Les autorités des Pyrénées-Orientales annoncent que l'incendie, qui a déjà ravagé 4 900 hectares près de Perpignan, ne progresse plus après avoir atteint un seuil critique. En effet, selon le préfet du département, 12 000 personnes ont dû fuir leurs foyers.
Près de 800 pompiers sont actuellement mobilisés pour maîtriser les flammes, qui se sont déclarées samedi soir à Trévillach. Pierre Regnault de la Mothe, préfet de la région, a souligné l'efficacité des "feux tactiques" utilisés pour endiguer la propagation de l'incendie. Cependant, les équipes de secours se heurtent à des défis majeurs, notamment des températures élevées et une faible humidité, rendant certaines zones inaccessibles pour les interventions.
"Nous devons maintenir la zone des Aspres sous contrôle pour éviter que le feu ne s'étende davantage," a expliqué le ministre de l'Intérieur, Laurent Nunez, qui a également annoncé le déploiement de nouveaux moyens aériens.
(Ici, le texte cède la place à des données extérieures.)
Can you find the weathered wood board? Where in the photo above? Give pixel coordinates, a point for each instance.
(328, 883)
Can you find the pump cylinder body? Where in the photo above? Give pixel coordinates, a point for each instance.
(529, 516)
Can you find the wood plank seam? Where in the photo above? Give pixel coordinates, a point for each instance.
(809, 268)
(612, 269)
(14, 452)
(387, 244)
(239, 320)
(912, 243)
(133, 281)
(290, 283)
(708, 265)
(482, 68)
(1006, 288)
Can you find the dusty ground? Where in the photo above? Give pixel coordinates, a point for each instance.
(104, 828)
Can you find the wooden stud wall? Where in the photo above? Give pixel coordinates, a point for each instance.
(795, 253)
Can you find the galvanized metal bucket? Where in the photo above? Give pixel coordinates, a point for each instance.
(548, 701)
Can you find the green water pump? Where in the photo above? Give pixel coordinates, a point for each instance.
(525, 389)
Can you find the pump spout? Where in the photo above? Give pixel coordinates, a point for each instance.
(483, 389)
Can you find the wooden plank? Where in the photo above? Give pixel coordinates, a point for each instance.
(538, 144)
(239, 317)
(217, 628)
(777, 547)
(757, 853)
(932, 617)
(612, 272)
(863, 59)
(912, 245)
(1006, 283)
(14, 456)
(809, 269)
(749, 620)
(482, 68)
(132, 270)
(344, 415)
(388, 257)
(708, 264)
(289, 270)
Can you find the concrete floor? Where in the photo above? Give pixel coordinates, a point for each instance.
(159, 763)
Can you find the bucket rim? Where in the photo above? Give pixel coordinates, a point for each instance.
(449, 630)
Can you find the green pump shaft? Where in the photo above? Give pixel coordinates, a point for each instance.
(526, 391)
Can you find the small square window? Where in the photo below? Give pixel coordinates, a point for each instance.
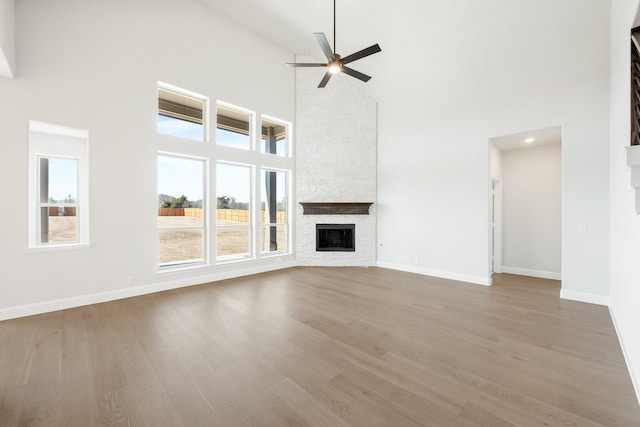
(181, 113)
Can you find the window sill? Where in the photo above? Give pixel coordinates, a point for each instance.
(174, 268)
(58, 248)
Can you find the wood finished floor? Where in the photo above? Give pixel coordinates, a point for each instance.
(321, 347)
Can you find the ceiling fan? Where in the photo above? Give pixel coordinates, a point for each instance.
(336, 63)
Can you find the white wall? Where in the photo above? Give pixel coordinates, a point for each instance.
(495, 209)
(7, 39)
(95, 66)
(335, 162)
(484, 69)
(532, 211)
(625, 224)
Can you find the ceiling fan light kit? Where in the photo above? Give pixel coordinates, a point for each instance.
(335, 63)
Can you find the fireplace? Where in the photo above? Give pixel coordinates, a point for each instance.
(335, 237)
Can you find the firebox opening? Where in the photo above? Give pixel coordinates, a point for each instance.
(336, 237)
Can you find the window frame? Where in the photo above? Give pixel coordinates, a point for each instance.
(287, 224)
(250, 123)
(190, 95)
(52, 141)
(287, 132)
(185, 264)
(252, 253)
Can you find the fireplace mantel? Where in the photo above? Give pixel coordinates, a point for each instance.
(335, 208)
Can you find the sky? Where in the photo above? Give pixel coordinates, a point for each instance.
(63, 178)
(179, 175)
(176, 175)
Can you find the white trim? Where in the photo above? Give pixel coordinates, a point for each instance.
(634, 379)
(585, 297)
(66, 303)
(532, 273)
(478, 280)
(59, 247)
(59, 130)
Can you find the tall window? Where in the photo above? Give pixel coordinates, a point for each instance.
(635, 86)
(233, 127)
(234, 218)
(58, 186)
(275, 208)
(181, 210)
(182, 113)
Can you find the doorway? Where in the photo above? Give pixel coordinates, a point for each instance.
(525, 202)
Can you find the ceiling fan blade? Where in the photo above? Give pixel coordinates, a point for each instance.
(295, 64)
(357, 74)
(324, 45)
(325, 80)
(361, 54)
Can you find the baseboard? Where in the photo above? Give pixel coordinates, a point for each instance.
(634, 379)
(65, 303)
(478, 280)
(585, 297)
(541, 274)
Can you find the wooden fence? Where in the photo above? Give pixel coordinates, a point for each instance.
(66, 211)
(237, 215)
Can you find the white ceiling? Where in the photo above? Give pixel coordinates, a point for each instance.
(516, 141)
(290, 24)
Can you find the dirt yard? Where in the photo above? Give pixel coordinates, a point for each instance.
(182, 245)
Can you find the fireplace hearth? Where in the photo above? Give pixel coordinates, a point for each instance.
(335, 237)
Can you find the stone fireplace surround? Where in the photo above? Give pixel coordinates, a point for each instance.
(336, 159)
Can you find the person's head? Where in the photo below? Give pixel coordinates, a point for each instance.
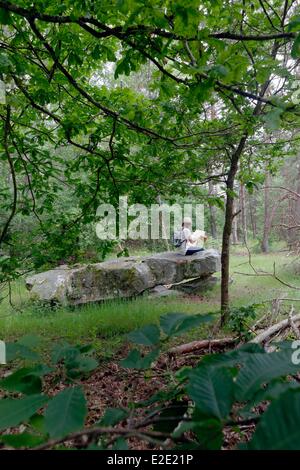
(187, 222)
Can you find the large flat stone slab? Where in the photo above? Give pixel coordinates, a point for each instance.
(119, 278)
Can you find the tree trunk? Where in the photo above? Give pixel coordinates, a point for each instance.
(228, 228)
(235, 238)
(265, 248)
(252, 210)
(243, 212)
(213, 213)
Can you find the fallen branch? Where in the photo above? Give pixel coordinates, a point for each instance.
(201, 344)
(269, 332)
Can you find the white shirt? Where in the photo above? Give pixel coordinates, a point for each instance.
(191, 240)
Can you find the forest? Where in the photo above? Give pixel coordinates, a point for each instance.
(153, 340)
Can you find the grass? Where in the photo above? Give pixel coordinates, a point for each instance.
(106, 324)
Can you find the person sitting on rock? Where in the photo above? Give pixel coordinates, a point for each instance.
(192, 242)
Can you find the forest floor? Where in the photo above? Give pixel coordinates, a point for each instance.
(105, 326)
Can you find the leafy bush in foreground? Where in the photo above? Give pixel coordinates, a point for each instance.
(222, 391)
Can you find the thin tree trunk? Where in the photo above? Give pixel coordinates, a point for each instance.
(265, 248)
(252, 211)
(235, 238)
(243, 212)
(229, 204)
(213, 212)
(229, 212)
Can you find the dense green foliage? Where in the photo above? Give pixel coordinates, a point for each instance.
(223, 391)
(128, 97)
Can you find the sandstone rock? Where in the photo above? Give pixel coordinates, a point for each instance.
(119, 278)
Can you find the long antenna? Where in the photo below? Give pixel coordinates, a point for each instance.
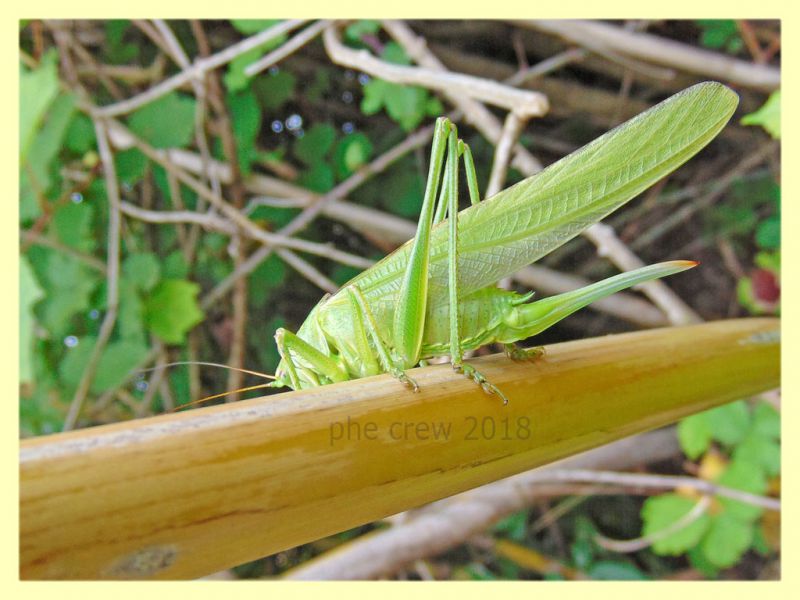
(207, 398)
(207, 364)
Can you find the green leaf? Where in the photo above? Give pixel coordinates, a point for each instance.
(37, 89)
(73, 225)
(583, 549)
(235, 78)
(80, 136)
(743, 474)
(314, 146)
(699, 561)
(406, 105)
(355, 31)
(69, 285)
(117, 361)
(142, 269)
(352, 152)
(167, 122)
(246, 125)
(175, 266)
(394, 53)
(374, 93)
(514, 527)
(266, 277)
(760, 450)
(694, 435)
(172, 310)
(662, 512)
(318, 178)
(768, 233)
(29, 294)
(729, 423)
(130, 165)
(48, 141)
(768, 116)
(274, 89)
(717, 33)
(727, 540)
(612, 570)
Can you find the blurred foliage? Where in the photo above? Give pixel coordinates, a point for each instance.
(720, 34)
(315, 127)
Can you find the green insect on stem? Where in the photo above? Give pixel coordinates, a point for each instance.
(434, 295)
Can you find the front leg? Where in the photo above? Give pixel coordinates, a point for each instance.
(514, 352)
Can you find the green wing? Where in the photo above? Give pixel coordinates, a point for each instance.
(526, 221)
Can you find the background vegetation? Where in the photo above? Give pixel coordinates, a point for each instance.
(127, 260)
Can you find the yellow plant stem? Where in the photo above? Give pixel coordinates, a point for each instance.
(183, 495)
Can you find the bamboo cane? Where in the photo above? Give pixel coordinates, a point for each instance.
(183, 495)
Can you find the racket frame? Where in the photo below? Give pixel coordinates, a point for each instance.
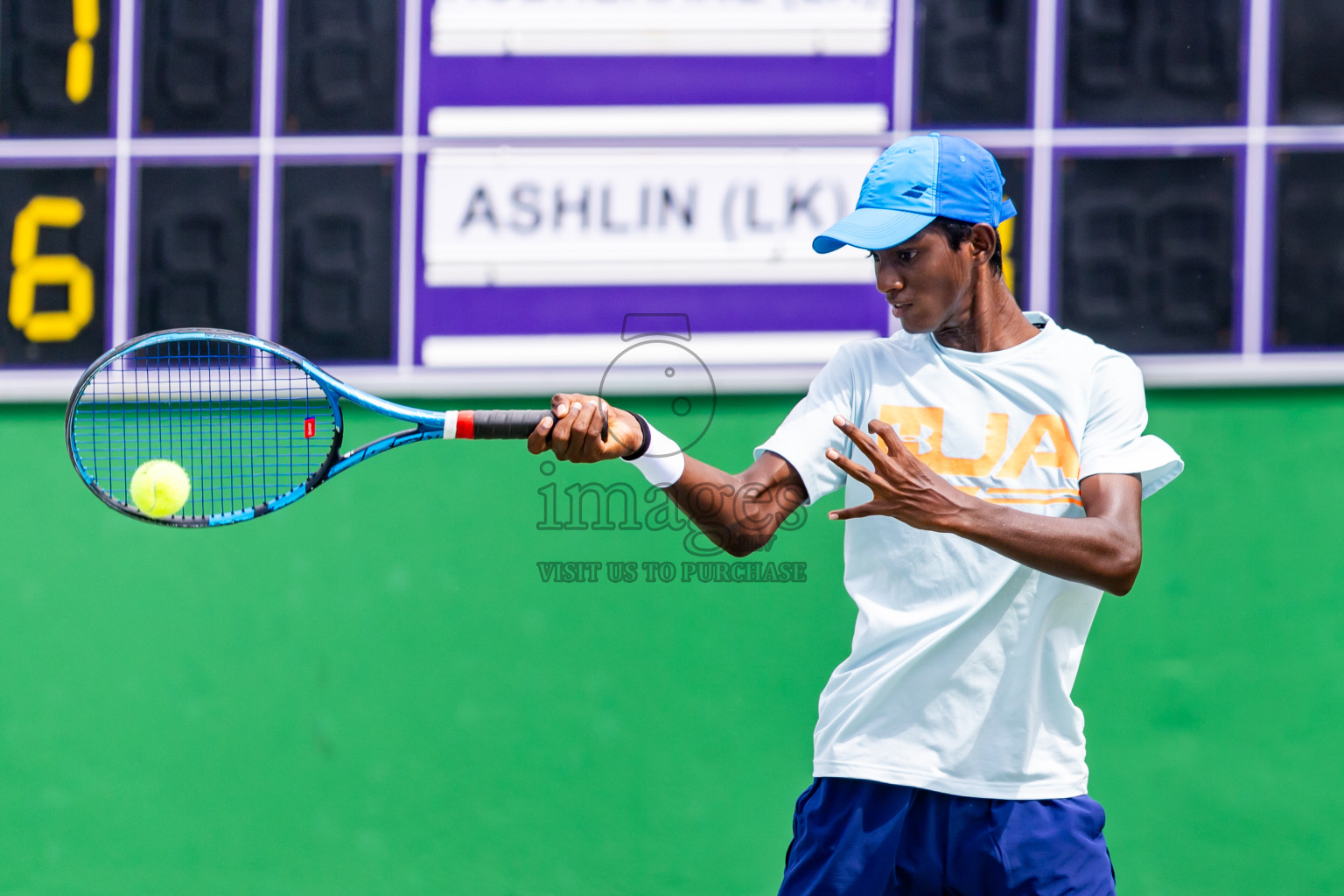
(428, 424)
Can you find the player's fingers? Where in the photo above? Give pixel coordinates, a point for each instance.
(538, 442)
(855, 512)
(860, 439)
(564, 403)
(887, 434)
(857, 471)
(581, 441)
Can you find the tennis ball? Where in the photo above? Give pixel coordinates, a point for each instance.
(159, 488)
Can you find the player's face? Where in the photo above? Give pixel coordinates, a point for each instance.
(927, 281)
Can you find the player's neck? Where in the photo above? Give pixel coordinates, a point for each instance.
(992, 324)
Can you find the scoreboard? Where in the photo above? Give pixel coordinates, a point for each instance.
(486, 196)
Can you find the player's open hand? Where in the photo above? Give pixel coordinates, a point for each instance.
(902, 485)
(577, 433)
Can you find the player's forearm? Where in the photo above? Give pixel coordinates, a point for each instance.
(734, 512)
(1092, 550)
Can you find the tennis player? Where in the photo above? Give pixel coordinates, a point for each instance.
(998, 501)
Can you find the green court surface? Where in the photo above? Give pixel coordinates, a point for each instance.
(375, 692)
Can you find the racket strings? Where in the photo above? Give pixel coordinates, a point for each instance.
(234, 416)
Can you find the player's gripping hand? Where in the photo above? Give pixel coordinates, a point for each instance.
(577, 433)
(902, 485)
Ces ajouts, incluant deux avions nationaux et six européens, fourniront un soutien crucial dans le combat contre les flammes.
L'incendie a fait 11 blessés légers, dont sept pompiers. De plus, il a causé des dommages considérables avec plusieurs maisons touchées à Rodès, où le maire a décrit les dégâts comme "catastrophiques". Malgré des progrès, les autorités demandent aux résidents de faire preuve de patience alors que le risque d'incendie demeure élevé, notamment en raison de conditions climatiques défavorables persistant dans les jours à venir.
La qualité de l'air est également affectée par les feux, entraîne une alerte aux particules fines pour les personnes vulnérables, selon Atmo Occitanie. De plus, le département connaît une canicule persistante. Selon Charlotte Couture de Météo-France, "il n'a pas plu significativement depuis deux mois, alimentant le risque incendiaire". Les habitants de la région se retrouvent donc dans une situation précaire entre évacuations et conditions de vie difficiles.